Conclusion/Interpretation
- Reject H_0. There is sufficient evidence to suggest that time with friends significantly predicts the clubhouse happiness, after adjusting for the other predictors in the model.

Significant Predictors of y

Hypotheses
- H_0: \ \beta_{\text{goofy}} = 0
- H_1: \ \beta_{\text{goofy}} \ne 0
Test Statistic and p-Value
- t_0 = 9.55, p < 0.001
Rejection Region
- Reject H_0 if p < \alpha; ; \alpha = 0.05.
Conclusion/Interpretation
- Reject H_0. There is sufficient evidence to suggest that goofy laughs significantly predict the clubhouse happiness, after adjusting for the other predictors in the model.

Significant Predictors of y

Hypotheses
- H_0: \ \beta_{\text{Donald}} = 0
- H_1: \ \beta_{\text{Donald}} \ne 0
Test Statistic and p-Value
- t_0 = -7.66, p < 0.001
Rejection Region
- Reject H_0 if p < \alpha; ; \alpha = 0.05.
Conclusion/Interpretation
- Reject H_0. There is sufficient evidence to suggest that Donald’s grumbles significantly predict the clubhouse happiness, after adjusting for the other predictors in the model.

Reporting Results

I typically use a table to provide results to collaborators.

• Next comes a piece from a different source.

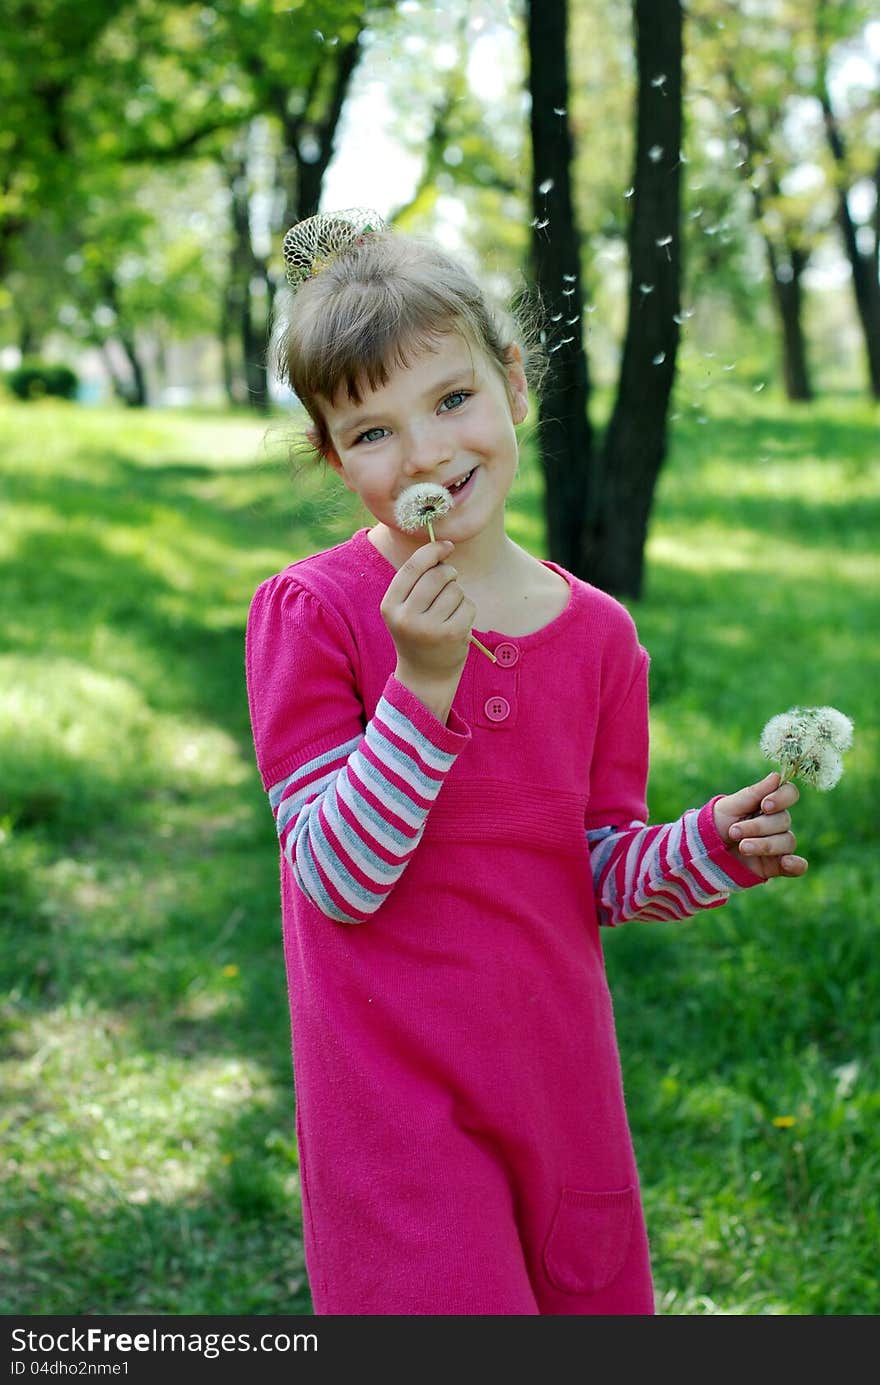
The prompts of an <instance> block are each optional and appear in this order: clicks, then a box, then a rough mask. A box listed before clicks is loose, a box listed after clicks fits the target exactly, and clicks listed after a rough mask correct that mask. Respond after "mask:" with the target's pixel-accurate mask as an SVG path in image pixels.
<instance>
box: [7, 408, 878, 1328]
mask: <svg viewBox="0 0 880 1385" xmlns="http://www.w3.org/2000/svg"><path fill="white" fill-rule="evenodd" d="M701 420H705V421H701ZM287 427H288V425H287V424H285V422H284V421H279V422H277V424H273V425H272V427H270V429H269V435H266V428H265V425H262V424H259V422H255V421H252V420H249V418H247V417H243V415H220V414H201V415H200V414H197V413H187V414H177V413H147V414H137V413H133V411H123V410H111V409H108V410H100V411H85V410H78V409H75V407H71V406H62V404H54V406H53V404H44V406H32V407H25V406H1V407H0V435H1V438H3V446H1V449H0V486H1V488H3V493H4V506H3V511H1V512H0V565H1V590H3V602H1V607H0V699H1V702H0V705H1V706H3V717H1V722H0V832H1V843H0V913H1V918H3V929H1V933H0V968H1V971H3V996H4V999H3V1004H1V1010H0V1026H1V1035H3V1079H4V1086H6V1098H4V1104H3V1115H1V1116H0V1120H1V1136H3V1186H4V1201H6V1205H4V1217H3V1228H1V1230H0V1312H3V1313H7V1314H8V1313H28V1314H32V1313H72V1314H86V1313H168V1314H184V1313H218V1314H223V1313H258V1314H269V1313H309V1312H310V1301H309V1294H308V1284H306V1278H305V1270H303V1260H302V1246H301V1235H299V1220H298V1216H299V1202H298V1168H297V1152H295V1145H294V1119H292V1116H294V1112H292V1082H291V1064H290V1033H288V1017H287V1007H285V986H284V975H283V957H281V946H280V921H279V896H277V855H276V846H274V838H273V830H272V819H270V813H269V809H267V805H266V803H265V799H263V794H262V789H261V787H259V781H258V777H256V770H255V766H254V756H252V748H251V740H249V729H248V716H247V701H245V688H244V669H243V630H244V620H245V615H247V607H248V601H249V597H251V594H252V591H254V589H255V587H256V584H258V583H259V582H261V580H262V579H263V578H265V576H267V575H269V573H272V572H274V571H277V569H279V568H280V566H283V565H284V564H285V562H288V561H291V558H294V557H299V555H303V554H306V553H309V551H313V550H316V548H322V547H327V546H328V544H331V543H335V542H341V540H342V539H344V537H346V536H348V535H349V533H351V530H352V528H353V526H356V525H359V524H363V522H366V518H364V517H363V514H362V511H360V510H358V508H356V507H355V506H353V504H352V501H351V497H349V496H348V493H344V494H340V492H338V490H335V489H331V490H327V489H326V488H324V486H323V485H322V483H320V482H317V481H310V479H309V481H306V479H302V478H301V479H299V481H298V482H297V486H295V488H292V489H291V486H290V483H288V472H287V464H285V458H284V447H285V438H284V434H285V429H287ZM876 436H877V415H876V411H872V410H870V407H869V406H866V404H863V403H861V402H859V400H856V399H845V397H843V396H841V397H836V399H829V400H825V402H819V403H816V404H813V406H809V407H805V409H798V410H793V409H790V407H787V406H784V404H782V403H779V402H777V400H773V399H771V397H768V396H764V395H762V396H761V397H758V396H754V395H751V393H750V392H746V391H739V389H737V388H736V386H733V385H729V386H728V388H725V389H721V388H719V389H718V391H716V392H715V393H714V395H712V396H711V397H710V396H708V395H707V397H705V399H703V400H700V409H692V407H689V406H686V407H682V409H680V414H679V418H678V420H676V422H675V434H674V439H672V443H674V446H672V456H671V460H669V464H668V467H667V470H665V472H664V478H662V485H661V492H660V496H658V504H657V511H655V517H654V525H653V530H651V540H650V548H649V580H647V587H646V594H644V600H643V601H640V602H636V604H632V609H633V614H635V615H636V619H637V623H639V629H640V633H642V638H643V643H644V644H646V645H647V647H649V648H650V651H651V655H653V670H651V690H653V691H651V695H653V712H651V731H653V774H651V794H650V801H651V816H653V819H654V820H661V819H664V817H669V816H678V813H679V812H682V809H683V807H686V806H690V805H693V803H698V802H701V801H704V799H705V798H707V796H708V795H710V794H712V792H716V791H722V789H732V788H734V787H739V785H740V784H743V783H747V781H750V780H753V778H757V777H759V776H761V774H762V773H764V769H765V765H764V762H762V760H761V759H759V756H758V753H757V749H755V745H757V737H758V733H759V730H761V726H762V724H764V722H765V720H766V719H768V717H769V716H772V715H773V713H775V712H779V711H784V709H786V708H789V706H791V705H793V704H795V702H802V704H812V702H831V704H834V705H836V706H840V708H841V709H843V711H844V712H847V713H848V715H850V716H852V717H854V720H855V724H856V741H855V748H854V751H852V752H851V755H850V756H848V759H847V771H845V774H844V778H843V780H841V784H840V785H838V787H837V788H836V789H834V791H833V792H831V794H818V792H815V791H811V789H805V791H804V796H802V801H801V805H800V806H798V831H800V841H801V848H802V850H804V853H805V855H807V856H808V857H809V859H811V873H809V875H808V877H807V878H805V879H804V881H794V882H773V884H771V885H768V886H765V888H761V889H758V891H753V892H750V895H748V896H740V897H736V899H733V900H732V902H730V904H728V906H726V907H725V909H722V910H714V911H710V913H707V914H704V915H701V917H700V918H697V920H693V921H690V922H686V924H682V925H676V927H660V925H654V927H649V925H633V927H629V928H624V929H619V931H617V932H614V933H610V935H606V949H607V958H608V972H610V978H611V986H613V992H614V996H615V1010H617V1017H618V1026H619V1040H621V1051H622V1060H624V1072H625V1080H626V1090H628V1101H629V1112H631V1122H632V1129H633V1137H635V1141H636V1150H637V1155H639V1162H640V1168H642V1176H643V1184H644V1198H646V1209H647V1217H649V1228H650V1233H651V1240H653V1251H654V1266H655V1278H657V1289H658V1296H660V1310H661V1312H662V1313H668V1314H707V1313H725V1314H753V1313H772V1314H825V1313H843V1314H852V1313H874V1312H876V1309H877V1288H876V1248H877V1244H879V1241H880V1224H879V1223H880V1195H879V1187H880V1181H879V1174H880V1136H879V1133H877V1132H879V1129H880V1122H879V1119H877V1116H879V1114H880V1111H879V1107H880V1096H879V1090H880V1084H879V1082H877V1053H879V1051H880V1043H879V1039H880V1035H879V1026H880V1025H879V1017H880V968H879V967H877V964H876V961H874V954H876V939H877V918H879V909H877V904H879V899H880V892H879V888H877V885H879V874H880V868H879V864H877V853H876V849H874V846H876V823H877V820H879V812H877V792H876V781H877V769H876V765H877V760H876V748H877V726H876V715H874V706H876V687H877V683H879V680H880V669H879V668H877V641H876V632H877V601H876V596H874V593H876V591H877V589H879V582H877V579H879V575H880V573H879V571H877V569H879V566H880V562H879V560H877V555H876V554H877V522H876V521H877V507H879V504H880V481H879V476H877V468H876V458H874V447H876ZM539 496H540V488H539V481H538V474H536V468H535V463H534V457H532V456H531V453H529V452H528V450H527V454H525V457H524V463H522V468H521V474H520V478H518V481H517V483H516V488H514V492H513V496H511V506H510V530H511V533H513V536H514V537H516V539H517V540H520V542H521V543H524V544H525V546H527V547H528V548H529V550H531V551H534V553H536V554H539V555H540V554H542V553H543V525H542V519H540V500H539ZM779 1118H790V1120H787V1122H786V1123H783V1125H776V1123H775V1120H776V1119H779Z"/></svg>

Predictor	\hat{\beta}_i (95% CI for \beta_i)	p-value
time with friends	3.58 (2.37, 4.78)	< 0.001
goofy laughs	0.65 (0.52, 0.80)	< 0.001
Donald grumbles	-1.06 (-1.34, -0.79)	< 0.001

As time with friends increases by 1 minute, clubhouse happiness increases by 3.58 points.
As goofy laughs increase by 1, clubhouse happiness increases by 0.65 points.
As Donald grumbles increase by 1, clubhouse happiness decreases by 1.06 points

Wrap Up

This lecture reviewed the key components of linear regression:
- Constructing the model in R
- Interpreting slopes and intercepts
- Constructing confidence intervals for slopes
- Testing for a significant regression line
- Testing for significant predictors
We will continue reminding ourselves of these concepts as we move into other types of regression models.
In the next lecture, we will review how to visualize our models.